Sommaire :
- J’ai décidé d’écrire une lettre ouverte au maire
- Le maire engage mollement une phase de « concertation » peu convaincante
- Le maire prend position contre la réforme
- Le maire prétend que le coût de la réforme est élevé sans chercher à l’évaluer !
- La mairie n’aurait pas les locaux nécessaires…
- La tentation de désobéir
- La vérité est que la réussite de cette réforme ne dépend que de la bonne volonté des collectivités : construire l’avenir de nos enfants n’est-il pas un chantier exaltant et mobilisateur ?
Télécharger la lettre de Jean-François Papot à Philippe Pemezec, maire du Plessis-Robinson(novembre 2013)
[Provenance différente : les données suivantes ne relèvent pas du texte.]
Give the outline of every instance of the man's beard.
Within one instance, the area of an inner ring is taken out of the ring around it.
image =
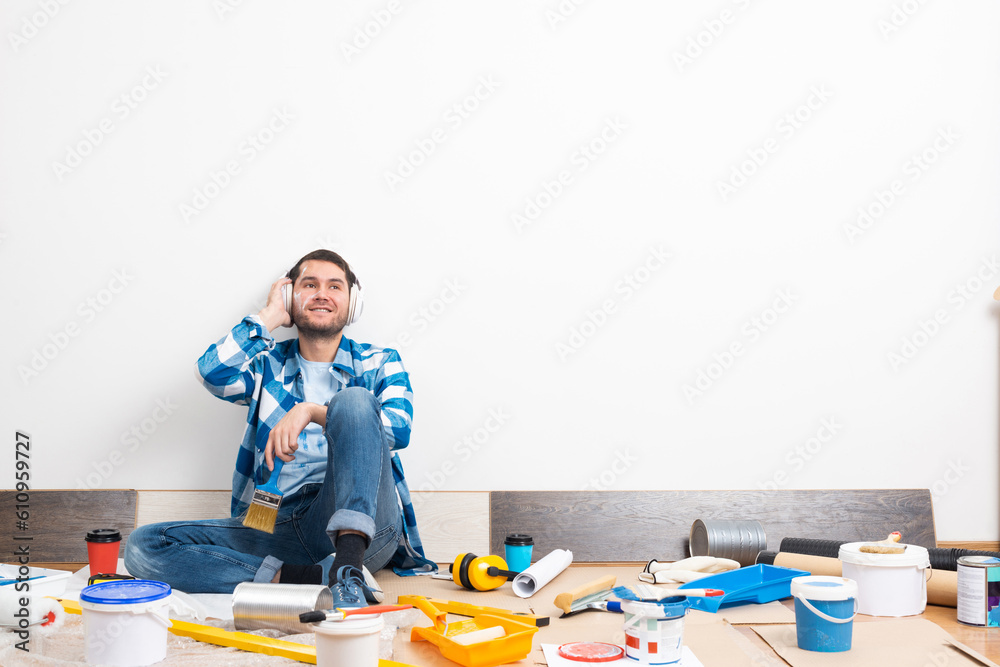
[[[305,338],[318,340],[335,338],[337,334],[347,326],[347,313],[337,315],[329,324],[322,326],[305,321],[305,313],[299,313],[295,319],[295,326],[299,329],[299,335]]]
J’ai décidé d’écrire une lettre ouverte au maire
J’ai analysé avec attention les propositions que la municipalité a pu faire lors des derniers conseils d’école ou lors de réunions d’information tout au long de la « concertation » sur la réforme des rythmes scolaires. J’ai décidé d’envoyer une lettre ouverte au maire pour alerter la municipalité et les Robinsonnais sur le risque actuellement pris par la ville si elle ne s’engage pas dès maintenant dans une véritable mise en place de la réforme.
Le maire engage mollement une phase de « concertation » peu convaincante
Différents aspects de cette phase de « concertation » illustrent le problème actuel :
- La mairie a reporté en 2013 la mise en œuvre des rythmes scolaires d’un an ;
- Le maire n’a laissé que deux semaines aux parents en mars 2013 pour répondre à son questionnaire conduisant ainsi à un faible taux de participation (20%) ;
- La communication du maire insiste sur le fait que 48% des parents s’étaient prononcés pour les rythmes actuels, en négligeant que cela implique que 52% soutenaient la réforme ;
- Les collaborateurs du maire ont montré en octobre des présentations identiques à celles de mai indiquant ainsi le peu d’évolution du dossier en 5 mois ;
- Dépassés par les évènements, vos collaborateurs ont construit un vote à la va-vite lors de la réunion du 11 octobre sans base démocratique.
J’ai longtemps voulu croire que, malgré des réticences sur le bien-fondé de cette réforme, le maire placerait l’intérêt de l’enfant au-dessus de tout et ferait son possible pour que la mise en œuvre de cette réforme soit un succès pour notre ville et les petits Robinsonnais.
Constatant un flottement dans le processus en octobre, la section du Parti Socialiste a même demandé via son site internet de prendre lui-même le dossier en main plutôt que de le confier à des collaborateurs qui n’ont par définition ni ses pouvoirs, ni son influence.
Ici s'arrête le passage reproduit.